词源不详，可能来自 shake 方言变体，引申词义棚屋，摇晃的破屋。
- shack (n.)
- 1878, American English and Canadian English, of unknown origin, perhaps from Mexican Spanish jacal, from Nahuatl (Aztecan) xacalli "wooden hut." Or perhaps a back-formation from dialectal English shackly "shaky, rickety" (1843), a derivative of shack, a dialectal variant of shake (v.). Another theory derives shack from ramshackle.
Slang meaning "house" attested by 1910. In early radio enthusiast slang, it was the word for a room or office set aside for wireless use, 1919, perhaps from earlier U.S. Navy use (1917). As a verb, 1891 in the U.S. West in reference to men who "hole up" for the winter; from 1927 as "to put up for the night;" phrase shack up "cohabit" first recorded 1935 (in Zora Neale Hurston).
- 1. They have since knocked down the shack.

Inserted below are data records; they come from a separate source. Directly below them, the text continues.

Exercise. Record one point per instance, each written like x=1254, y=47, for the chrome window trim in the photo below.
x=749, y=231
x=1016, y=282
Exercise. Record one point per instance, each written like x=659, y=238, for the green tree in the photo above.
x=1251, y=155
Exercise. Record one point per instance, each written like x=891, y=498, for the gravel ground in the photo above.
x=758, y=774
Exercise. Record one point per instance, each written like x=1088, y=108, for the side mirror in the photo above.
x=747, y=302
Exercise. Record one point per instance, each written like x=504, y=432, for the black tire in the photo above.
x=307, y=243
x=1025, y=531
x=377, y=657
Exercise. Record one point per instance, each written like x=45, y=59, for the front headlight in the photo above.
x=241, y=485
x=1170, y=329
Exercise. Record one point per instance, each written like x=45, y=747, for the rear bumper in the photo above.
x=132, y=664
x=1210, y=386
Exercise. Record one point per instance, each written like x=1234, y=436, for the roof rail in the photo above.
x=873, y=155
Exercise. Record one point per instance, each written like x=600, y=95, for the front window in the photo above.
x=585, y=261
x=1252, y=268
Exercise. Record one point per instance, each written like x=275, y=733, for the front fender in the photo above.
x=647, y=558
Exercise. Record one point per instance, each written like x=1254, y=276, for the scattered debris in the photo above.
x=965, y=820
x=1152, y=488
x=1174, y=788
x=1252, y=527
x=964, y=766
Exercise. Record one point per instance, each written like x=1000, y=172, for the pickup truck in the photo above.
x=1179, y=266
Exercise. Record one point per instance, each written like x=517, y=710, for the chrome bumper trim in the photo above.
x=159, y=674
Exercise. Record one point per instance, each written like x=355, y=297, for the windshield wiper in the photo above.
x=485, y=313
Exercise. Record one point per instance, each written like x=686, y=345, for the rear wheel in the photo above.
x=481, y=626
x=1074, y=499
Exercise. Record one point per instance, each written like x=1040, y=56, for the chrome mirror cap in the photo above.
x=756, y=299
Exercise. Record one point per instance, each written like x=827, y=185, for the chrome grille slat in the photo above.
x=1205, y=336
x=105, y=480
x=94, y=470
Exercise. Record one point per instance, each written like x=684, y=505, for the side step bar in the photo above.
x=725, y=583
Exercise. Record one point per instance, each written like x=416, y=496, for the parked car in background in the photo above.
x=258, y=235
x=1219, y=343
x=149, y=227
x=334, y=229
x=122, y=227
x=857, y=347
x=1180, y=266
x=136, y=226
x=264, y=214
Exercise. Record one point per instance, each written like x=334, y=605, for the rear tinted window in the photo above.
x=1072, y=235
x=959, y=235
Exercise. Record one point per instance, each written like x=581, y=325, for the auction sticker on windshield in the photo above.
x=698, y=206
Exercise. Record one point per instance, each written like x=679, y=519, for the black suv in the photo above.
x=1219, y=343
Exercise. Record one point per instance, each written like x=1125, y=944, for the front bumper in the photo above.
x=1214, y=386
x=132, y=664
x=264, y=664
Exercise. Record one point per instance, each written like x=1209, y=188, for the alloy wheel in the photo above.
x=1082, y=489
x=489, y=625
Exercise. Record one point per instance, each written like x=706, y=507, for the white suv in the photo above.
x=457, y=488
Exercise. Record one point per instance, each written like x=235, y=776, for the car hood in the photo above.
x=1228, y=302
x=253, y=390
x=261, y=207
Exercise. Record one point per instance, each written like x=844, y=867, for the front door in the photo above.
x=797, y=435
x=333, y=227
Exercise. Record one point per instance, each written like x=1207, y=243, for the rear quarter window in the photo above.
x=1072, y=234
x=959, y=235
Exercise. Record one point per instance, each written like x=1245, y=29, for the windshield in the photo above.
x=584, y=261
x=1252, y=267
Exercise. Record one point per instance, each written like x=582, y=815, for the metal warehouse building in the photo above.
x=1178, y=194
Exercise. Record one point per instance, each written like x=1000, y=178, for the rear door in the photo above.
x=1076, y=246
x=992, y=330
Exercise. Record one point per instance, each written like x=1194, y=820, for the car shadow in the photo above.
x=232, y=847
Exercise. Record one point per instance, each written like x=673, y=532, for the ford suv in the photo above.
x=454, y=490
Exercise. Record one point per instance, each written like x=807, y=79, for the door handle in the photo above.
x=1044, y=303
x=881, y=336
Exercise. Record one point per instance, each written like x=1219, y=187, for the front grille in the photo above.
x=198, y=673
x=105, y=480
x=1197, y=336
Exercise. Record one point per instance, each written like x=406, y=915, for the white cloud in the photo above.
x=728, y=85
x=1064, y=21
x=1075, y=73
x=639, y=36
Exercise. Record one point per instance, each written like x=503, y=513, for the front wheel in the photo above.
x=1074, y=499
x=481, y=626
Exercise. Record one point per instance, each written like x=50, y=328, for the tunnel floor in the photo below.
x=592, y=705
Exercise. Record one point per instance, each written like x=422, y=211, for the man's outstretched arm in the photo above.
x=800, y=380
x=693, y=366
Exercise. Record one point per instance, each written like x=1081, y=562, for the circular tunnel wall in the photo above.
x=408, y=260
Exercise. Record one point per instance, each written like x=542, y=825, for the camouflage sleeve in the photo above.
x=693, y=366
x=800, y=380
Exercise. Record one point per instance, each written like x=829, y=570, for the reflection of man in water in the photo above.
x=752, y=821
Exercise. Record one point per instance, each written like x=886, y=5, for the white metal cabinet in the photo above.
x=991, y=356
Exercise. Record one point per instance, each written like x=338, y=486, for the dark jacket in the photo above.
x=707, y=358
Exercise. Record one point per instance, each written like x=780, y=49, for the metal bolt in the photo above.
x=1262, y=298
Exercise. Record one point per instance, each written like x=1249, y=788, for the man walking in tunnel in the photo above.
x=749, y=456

- 2. We built a small Hartmann - Shack wavefront sensor for measuring atmospheric disturbance characteristics.
- 建立了一个小型Hartmann - Shack波前传感器来测量大气扰动特征.
- 3. At the very back of the yard, several feet from Lenny, was a wooden shack.
- 4. The Government was keen for people to get married rather than shack up.
- 5. I moved away from the shack and picked my way among the rubble.